- From: Øistein E. Andersen <html5@xn--istein-9xa.com>
- Date: Mon, 07 Apr 2008 19:49:50 +0200
- To: public-html@w3.org
Unicode 5.1 properly defines ill-formed subsequences and makes it clear(er) that these shall never impede correct interpretation of adjacent, well-formed UTF-8 byte sequences. Unfortunately, however, no guidance is given as to how many replacement characters should be emitted for a multi-byte ill-formed subsequence (not even that the number should not exceed the number of bytes, but this is clearly intended). I do realise, of course, that it may be problematic to make this a conformance criterion, but it might be useful if a future version of the standard could at least provide a suggestion for new implementations. (Relevant quote and link may be found below.) -- Øistein E. Andersen Although a UTF-8 conversion process is required to never consume well-formed subsequences as part of its error handling for ill-formed subsequences, such a process is not otherwise constrained in how it deals with any ill-formed subsequence itself. An ill-formed subsequence consisting of more than one code unit could be treated as a single error or as multiple errors.
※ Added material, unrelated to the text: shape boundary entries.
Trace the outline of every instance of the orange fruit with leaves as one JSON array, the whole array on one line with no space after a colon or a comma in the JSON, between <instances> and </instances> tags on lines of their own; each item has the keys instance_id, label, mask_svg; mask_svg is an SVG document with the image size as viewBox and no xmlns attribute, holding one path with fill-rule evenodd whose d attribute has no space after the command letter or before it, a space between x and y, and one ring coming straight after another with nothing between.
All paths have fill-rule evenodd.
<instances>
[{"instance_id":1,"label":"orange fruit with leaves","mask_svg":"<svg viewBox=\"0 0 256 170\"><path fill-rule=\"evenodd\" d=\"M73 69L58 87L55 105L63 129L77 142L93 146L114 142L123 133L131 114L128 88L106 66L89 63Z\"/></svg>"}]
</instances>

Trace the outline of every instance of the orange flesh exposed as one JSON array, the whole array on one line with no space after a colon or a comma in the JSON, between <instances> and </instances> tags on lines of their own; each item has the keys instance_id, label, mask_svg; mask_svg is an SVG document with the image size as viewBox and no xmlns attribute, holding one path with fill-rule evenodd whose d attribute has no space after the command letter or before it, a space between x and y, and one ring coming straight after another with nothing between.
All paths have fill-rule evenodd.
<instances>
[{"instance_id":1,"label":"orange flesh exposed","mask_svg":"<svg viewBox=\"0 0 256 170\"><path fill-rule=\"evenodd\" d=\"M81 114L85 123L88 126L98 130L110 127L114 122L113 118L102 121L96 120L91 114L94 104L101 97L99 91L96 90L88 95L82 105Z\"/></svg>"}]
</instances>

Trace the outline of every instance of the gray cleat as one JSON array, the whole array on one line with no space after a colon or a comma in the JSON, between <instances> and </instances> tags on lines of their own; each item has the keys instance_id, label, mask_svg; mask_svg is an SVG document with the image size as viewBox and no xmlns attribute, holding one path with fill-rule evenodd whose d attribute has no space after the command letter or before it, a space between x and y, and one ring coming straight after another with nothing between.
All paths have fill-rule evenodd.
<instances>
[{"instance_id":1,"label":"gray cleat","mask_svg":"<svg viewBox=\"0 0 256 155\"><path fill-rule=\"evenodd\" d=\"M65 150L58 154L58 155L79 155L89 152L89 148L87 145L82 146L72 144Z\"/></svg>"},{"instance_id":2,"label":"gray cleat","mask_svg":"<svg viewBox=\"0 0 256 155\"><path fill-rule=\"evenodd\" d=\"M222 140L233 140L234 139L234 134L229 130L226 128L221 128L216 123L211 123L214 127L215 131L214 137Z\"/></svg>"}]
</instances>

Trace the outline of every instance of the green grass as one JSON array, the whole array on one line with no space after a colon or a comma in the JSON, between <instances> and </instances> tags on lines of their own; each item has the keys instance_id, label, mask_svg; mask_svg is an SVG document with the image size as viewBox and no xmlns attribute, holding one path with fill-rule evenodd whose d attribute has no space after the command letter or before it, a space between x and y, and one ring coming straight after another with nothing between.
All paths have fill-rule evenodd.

For example, in processing the UTF-8 code unit sequence <F0 80 80 41>, the only requirement on a converter is that the <41> be processed and correctly interpreted as <U+0041>. The converter could return <U+FFFD, U+0041>, handling <F0 80 80> as a single error, or <U+FFFD, U+FFFD, U+FFFD, U+0041>, handling each byte of <F0 80 80> as a separate error, or could take other approaches to signalling <F0 80 80> as an ill-formed code unit subsequence. Unicode 5.1.0 <http://unicode.org/versions/Unicode5.1.0/>
Received on Monday, 7 April 2008 19:20:13 UTC